Two people with tragedy in their past. Can they open up to each other and show their scars. I fell in love with Rahl and Sage. I felt they were meant to be together from the start. Even after the scars were revealed they fell in love. Along the way there were some bumps in the road. Some of these bumps were mountains but I still cheered for both of them to heal and love. Just the right amount of love, angst, and twists that you didn't see coming.
Triple R, 2
Ex-soldier Rahl Vendetti returned to his hometown after watching three of his friends die. He should’ve died too. The guilt weighs on him and every breath is fed by a demon of war that taunts his future.
Singer and interior designer Sage Whiteman hit a genetic jackpot when it comes to dying young. She’s living on borrowed time, so letting people in isn’t easy, but the bartender with teddy bear eyes makes her wonder if it’s time to open up.
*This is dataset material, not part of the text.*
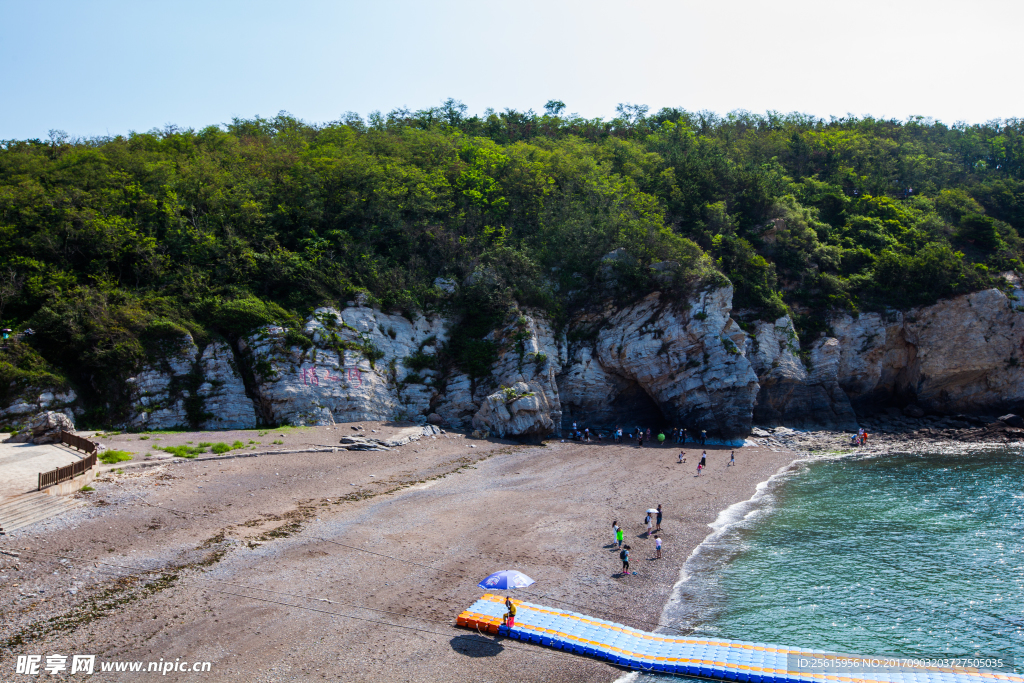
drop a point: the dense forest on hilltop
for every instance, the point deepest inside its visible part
(111, 246)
They have plenty of chemistry between the sheets, but do they have the ability to be what the other needs outside of the bedroom, too? Sage may be the angel to bring out the gentle giant in Rahl, but can he be the strength she needs to face her uncertain future? Will they save each other and create something unexpected?
This is a previously published work. It has been revised and edited for Evernight Publishing.
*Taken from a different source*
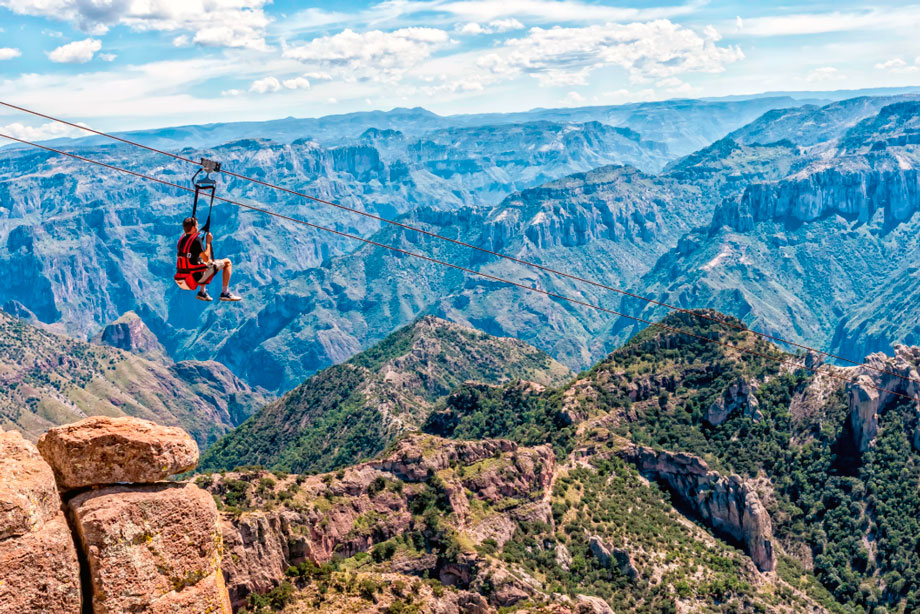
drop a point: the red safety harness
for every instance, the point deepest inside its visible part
(185, 270)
Approaching me, he slowly ran his warm hands up and down my arms, which only made me shiver again, but for a different reason. I closed my eyes and planted my forehead into his chest. He was a fireplace in the zero degree air. Without questioning, I snuggled into his warmth.
“Your singing … it does something to me.” His arms rounded my back, criss-crossing low and tight.
I took in his cologne and sighed.
“Sage, what really happened last night?”
“I don’t think you understand what being part of my life long-term means. It’s constant worry that the cancer is back and when it does come back it will affect everything. Relationships, schedules, and finances.” I cringed and lowered my voice, “And sex.” I gazed into his soft brown eyes, deep pools of care that made me waver when it came to him and me. I stepped back to get space and perspective. “Lots of things become secondary to fighting a monster that is unpredictable and merciless. I … I can’t…” I turned but he slipped his hands into mine, stopping me.
“Can’t let me get to know you? Can’t take your past out of the equation? Can’t let me decide for myself what I want? I don’t care about the past or the probability of what might happen in the future.”
“Rahl, cancer breaks hearts all the time. You don’t want—”
“I can decide for myself what I want. And I want you, Sage. Cancer or no cancer. I. Want. You.”
He didn’t know cancer like I did. I’d had the monster dig deep into my soul. “I wanted a long life, a family, someone to love forever, all things that won’t happen. We don’t always get what we want.”
I finished Ms. Dixon's Run to Love and immediately reached for Rest, My Love -- but I’m so torn up over this novel (in a good way)! Rahl and Sage have scars that run deep -- deep deep! But we discover them only as the characters open up. Ms. Dixon masterfully lets these insights into the characters surface, and I really felt that connection to their thoughts and feelings. Yet the author still manages to interject humor, effectively balancing those gut wrenchers. The sex scenes in this one are intense (as in have a cool glass of water nearby...or maybe even an ice-cold shower. Yowza!). Ms. Dixon combines the angst of new adults with authentically flawed characters to create a story about the healing that happens when you find the right person. Highly recommend!